Kruse wrote the 2011 teacher evaluation legislation. His goal? Find and weed out bad teachers. The law bars teachers rated ineffective or in need of improvement from receiving any raise the following year.

“If you’re an ineffective teacher I don’t think you should be qualified to get a raise just because you’re there year-after-year,” Kruse says.

Kruse credits that part of the law for resulting in almost all Indiana teachers consistently receiving high marks.

“A lot of those ineffective and needing improvement teachers have actually been dismissed or they have quit once they don’t get raises for awhile,” Kruse says. “That’s deleted a lot of the low-performing teachers.”

After pushback, in 2016 legislation, first and second year teachers are now eligible for raises, regardless of rating.

But INTASS researchers Cole and Murphy say the original law can discourage evaluators from accurately saying when a staff members needs additional support, if they think someone deserves a raise

“If, in fact, we believe that teacher evaluation is intended to support growth of teachers no matter their rating, then it seems that the compensation model and compensation law is in direct conflict with that,” Cole says.

They say tying pay to evaluation turns teacher evaluations into a system focused on punishing ineffective teachers rather than supporting teachers to increase student learning.

Doing It Right: MSD Washington Township

In an effort to highlight districts that have effective teacher evaluations, the state board of education and INTASS recognize districts with effective evaluation systems.

The Metropolitan School District of Washington Township was recognized for having an evaluation system that is a “supportive, collegial, and transparent.”

Like 70 districts in the state, MSD Washington Township designed its own teacher evaluation method.

“We focus on the planning and preparation for classroom instruction, the actual delivery of the instruction, and the professional responsibilities we expect teachers to show on a daily basis,” says Jon Milleman, assistant superintendent of MSD of Washington Township.

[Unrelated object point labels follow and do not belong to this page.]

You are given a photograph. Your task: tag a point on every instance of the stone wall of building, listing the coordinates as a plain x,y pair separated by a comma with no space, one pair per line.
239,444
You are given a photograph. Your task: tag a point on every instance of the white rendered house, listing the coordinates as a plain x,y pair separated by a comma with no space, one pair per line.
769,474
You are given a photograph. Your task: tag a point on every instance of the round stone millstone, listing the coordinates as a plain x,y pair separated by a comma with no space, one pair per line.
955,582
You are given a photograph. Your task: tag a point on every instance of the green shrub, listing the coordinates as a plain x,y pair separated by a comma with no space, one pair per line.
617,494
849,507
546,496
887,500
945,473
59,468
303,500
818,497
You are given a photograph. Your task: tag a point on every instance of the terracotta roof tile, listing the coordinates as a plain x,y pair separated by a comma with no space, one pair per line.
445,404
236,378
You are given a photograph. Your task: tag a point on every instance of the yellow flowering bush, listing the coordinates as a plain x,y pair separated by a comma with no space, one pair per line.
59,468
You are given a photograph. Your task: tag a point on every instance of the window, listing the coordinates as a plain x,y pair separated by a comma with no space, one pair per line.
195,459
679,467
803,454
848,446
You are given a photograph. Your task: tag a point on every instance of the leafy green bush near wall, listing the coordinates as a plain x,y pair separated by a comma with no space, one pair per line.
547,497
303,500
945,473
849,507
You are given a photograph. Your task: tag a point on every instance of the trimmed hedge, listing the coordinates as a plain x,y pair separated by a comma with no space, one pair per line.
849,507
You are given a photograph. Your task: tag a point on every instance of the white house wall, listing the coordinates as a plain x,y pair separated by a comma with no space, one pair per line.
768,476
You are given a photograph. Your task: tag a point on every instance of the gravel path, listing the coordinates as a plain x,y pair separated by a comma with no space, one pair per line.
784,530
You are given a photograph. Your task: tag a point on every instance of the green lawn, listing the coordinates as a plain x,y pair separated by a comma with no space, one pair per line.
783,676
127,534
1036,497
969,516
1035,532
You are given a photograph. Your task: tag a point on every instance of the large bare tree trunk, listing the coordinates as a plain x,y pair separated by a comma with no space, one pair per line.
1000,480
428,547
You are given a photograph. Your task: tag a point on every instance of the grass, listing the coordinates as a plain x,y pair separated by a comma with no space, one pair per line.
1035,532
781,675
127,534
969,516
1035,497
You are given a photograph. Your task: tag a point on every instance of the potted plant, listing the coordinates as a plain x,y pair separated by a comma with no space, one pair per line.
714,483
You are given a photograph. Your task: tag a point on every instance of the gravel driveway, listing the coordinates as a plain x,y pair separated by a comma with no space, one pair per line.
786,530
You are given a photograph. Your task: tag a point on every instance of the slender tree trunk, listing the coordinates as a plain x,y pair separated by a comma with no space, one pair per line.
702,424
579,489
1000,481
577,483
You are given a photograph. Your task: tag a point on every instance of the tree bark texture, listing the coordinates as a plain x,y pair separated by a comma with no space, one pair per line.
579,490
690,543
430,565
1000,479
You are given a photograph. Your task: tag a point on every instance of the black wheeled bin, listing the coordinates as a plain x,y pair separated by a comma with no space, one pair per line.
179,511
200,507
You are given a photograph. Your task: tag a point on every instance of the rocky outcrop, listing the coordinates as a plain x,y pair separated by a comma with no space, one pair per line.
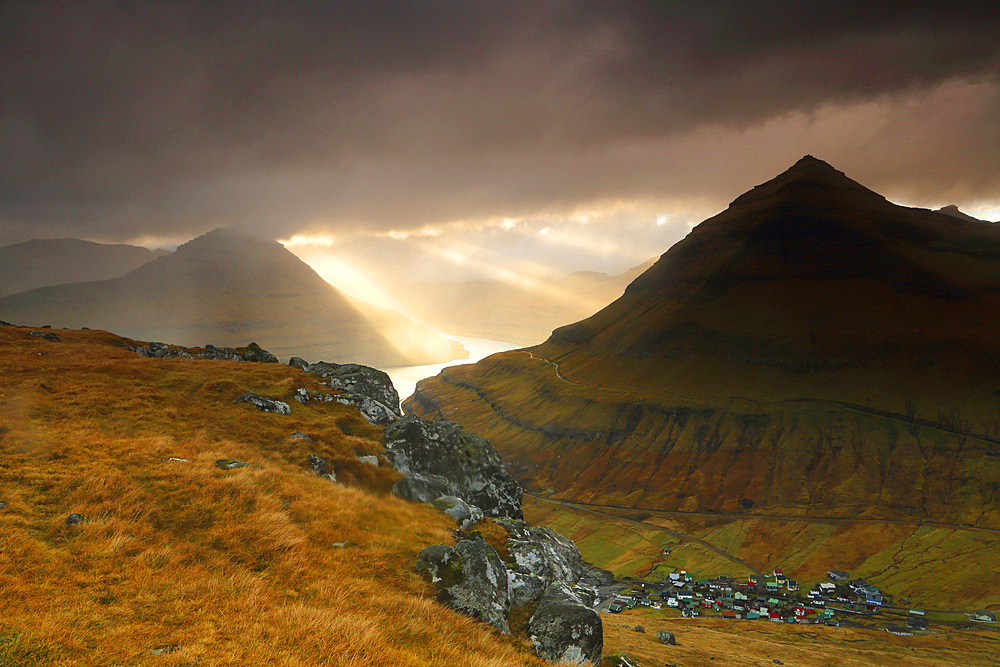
468,464
265,404
368,389
420,488
464,514
543,552
252,352
471,579
565,630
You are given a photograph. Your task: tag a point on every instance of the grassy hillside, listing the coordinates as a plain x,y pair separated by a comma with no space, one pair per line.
181,563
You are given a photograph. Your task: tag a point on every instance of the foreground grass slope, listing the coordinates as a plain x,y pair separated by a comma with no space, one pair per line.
179,562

The district bases 80 percent of a teacher’s rating on those observations and 20 percent on student achievement, like growth in student test scores.

Milleman says an important part of their teacher evaluation system is an district monitoring committee made up of classroom teachers. That, he says, gives everyone a clear picture of what’s expected.

“It really is to elevate the teaching and learning in the district,” Milleman says. “That’s should be the purpose of an evaluation system.”

Looking Ahead, A New Federal Education Law

For years, the George W. Bush-era law education law No Child Left Behind gave states specific requirements about teacher evaluation, but in coming months that all changes.

Under the nation’s new federal education law, the Every Student Succeeds Act, the federal government takes a major step back from this issue. The role they require states to have in the teacher evaluation process essentially evaporates.

ESSA eliminates a requirement that districts base teacher evaluations on students’ standardized test scores. Instead, it lets individual states have full control.

The state says this won’t change its practice.

“While ESSA is not prescriptive about local educator evaluation systems, Indiana state law has not changed,” said Indiana Department of Education spokesperson Hart, in an email.

The State Board of Education will continue to work with INTASS to teacher evaluation systems. INTASS’ Murphy says the state’s teacher evaluation system as a whole has gotten better since 2011, but there’s still much room for improvement.

“Is it more effective now than it was? I think the answer to that is yes,” Murphy says. “Is it as good it could be? I think the answer to that is, just like anything else, it can be made better.”